ScreenNJ is a statewide service the provides education about cancer prevention and detection to the community and for professionals. ScreenNJ supports NJ residents to obtain cancer screening through navigation and mobile health services regardless of ability to pay. For more information about ScreenNJ visit screennj.org.

NJF: Is smoking marijuana safer than using tobacco products?

LH: Since it’s still illegal at the federal level, it’s really challenging for scientists to be able to study. At this time, it’s hard to look at the long-term effects of cannabis or marijuana smoking.

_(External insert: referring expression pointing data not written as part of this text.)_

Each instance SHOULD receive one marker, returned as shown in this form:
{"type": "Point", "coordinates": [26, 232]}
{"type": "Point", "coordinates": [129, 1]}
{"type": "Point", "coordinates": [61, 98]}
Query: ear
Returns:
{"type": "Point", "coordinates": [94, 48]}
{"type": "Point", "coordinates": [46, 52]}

Tobacco smoke and marijuana smoke share many of the same carcinogens and toxins that are harmful to your lungs and cardiovascular system, so inhaling any kind of smoke is harmful to your health.

NJF: What message is most important for parents to share far as prevention and screening?

LH: The important message is prevention: if you don’t smoke, don’t start. As soon as you start, you’re causing health risks to your body. The sooner you’re able to stop, the better.

It is important to encourage your kids to talk openly about whether they are smoking or vaping, so that they can understand their own lifetime health risks. Any history of smoking or vaping, even in youth, could influence your child’s preventive care for the rest of their life. Even if they stop smoking as an adult their doctor may recommend yearly screening for lung cancer. It’s a low-dose computerized tomography (CT/ CAT Scan) test, which uses X-rays to take pictures of your lungs.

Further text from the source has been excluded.